Ahead of this new era of moon landings, a series of new PSR studies have revealed that these shadowed regions are even stranger than scientists had imagined. What will we find in the shadows?
“I don’t know what we’re going to see,” said Robinson, lead scientist for next year’s robotic mission. “It’s the sweetest thing.”
Water, water, everywhere
Speculation about PSRs dates back to 1952, when American chemist Harold Urey first hypothesized their existence on the Moon. “Near its poles there may be hollows on which the sun never shines,” he wrote. He noted that while the Earth orbits the Sun with its rotational axis tilted by 23.5 degrees, the Moon orbits at a tilt of only 1.5 degrees. This means that the sun’s rays strike its poles almost horizontally, and the rims of the polar craters will block light from directly reaching their depths. However, Urey believed that any ice in these sunless locations would be “rapidly lost” due to the lack of an atmosphere on the moon.
Then in 1961, geophysicist Kenneth Watson of Lawrence Berkeley National Laboratory theorized that ice could exist within the PSR. Nighttime temperatures on the Moon are known to drop to minus 150 degrees Celsius; Watson and two colleagues argued that this meant the ice would remain trapped in the coldest places, despite exposure to space. “There should still be detectable amounts of ice in the permanently shadowed regions of the Moon,” they wrote.

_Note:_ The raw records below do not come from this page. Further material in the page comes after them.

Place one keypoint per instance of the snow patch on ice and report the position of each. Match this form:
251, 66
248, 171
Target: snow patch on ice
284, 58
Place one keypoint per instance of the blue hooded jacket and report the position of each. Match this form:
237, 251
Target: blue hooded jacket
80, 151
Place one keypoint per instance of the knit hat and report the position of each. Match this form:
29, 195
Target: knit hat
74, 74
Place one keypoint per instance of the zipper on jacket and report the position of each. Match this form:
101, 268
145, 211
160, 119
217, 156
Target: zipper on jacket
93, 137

Scientists debated the possibility of ice in the PSRs until the early 1990s, when radar instruments detected signs of ice at the poles of Mercury, which was also thought to have permanently shadowed the craters. In 1994, using a radar instrument on NASA’s Clementine spacecraft, scientists detected an enhanced signal over the southern half of the moon that was consistent with the presence of water ice. The hunt was on.
In 1999, Jean-Luc Margot of Cornell University and colleagues identified a PSR on the Moon that could contain ice. They used a radar antenna in the Mojave Desert in California to make topographic maps of the moon’s poles. “We simulated the direction of sunlight and used our topographic maps to identify regions that were permanently shaded,” said Margot.
They located only a few PSRs, but subsequent studies identified thousands. The largest measure tens of kilometers in diameter inside giant craters, such as Shackleton Crater on the south pole of the Moon, which is twice as deep as the Grand Canyon. The smallest range is only a few centimeters. At the Lunar and Planetary Science Conference held in Houston in March, Caitlin Ahrens, a planetary scientist at NASA’s Goddard Space Flight Center, presented research suggesting that some PSRs may wax and wane slightly as lunar temperatures fluctuate. “These are very dynamic cold regions,” Ahrens said in an interview. “They don’t stagnate.”
The new research shows that some craters also contain doubly shadowed regions, or “shadows within shadows,” said Patrick O’Brien, a graduate student at the University of Arizona, who presented evidence for the idea in Houston. Although PSRs do not experience direct sunlight, most receive reflected light that bounces off the rim of the crater, and this can melt the ice. The double-shaded regions are secondary craters within the PSR that do not receive reflected light. “Temperatures can be even lower than permanent shadows,” O’Brien said; they reach up to minus 250 degrees Celsius.
The double shadow regions are cold enough to freeze more exotic ices, such as carbon dioxide and nitrogen, if present. Scientists say the chemical composition of these and the water ice inside the PSR could reveal how water got to the Moon — and, more importantly, to Earth and to rocky worlds in general. “Water is essential to life as we know it,” said Margaret Landis, a planetary scientist at the University of Colorado, Boulder. The question, she said, is, “When and how did the conditions suitable for life on Earth arise?” While Earth’s past was punctuated by geological processes, the Moon is a museum of solar system history; its ice is thought to have remained largely intact since his arrival.
There are three dominant theories about how water got to the Moon. The first is that it arrived via an asteroid or comet impact. In this scenario, when the solar system formed, water molecules in the hot inner solar system evaporated and were blown away by the solar wind; only water in the cold peripheries could condense and accumulate into ice bodies. These bodies subsequently bombarded the inner solar system, including the moon, delivering water. Another theory is that volcanic eruptions on the Moon sometime in its middle ages formed a thin, temporary lunar atmosphere that caused ice to form at the poles. Or the solar wind could have carried hydrogen to the Moon that mixed with oxygen to form ice.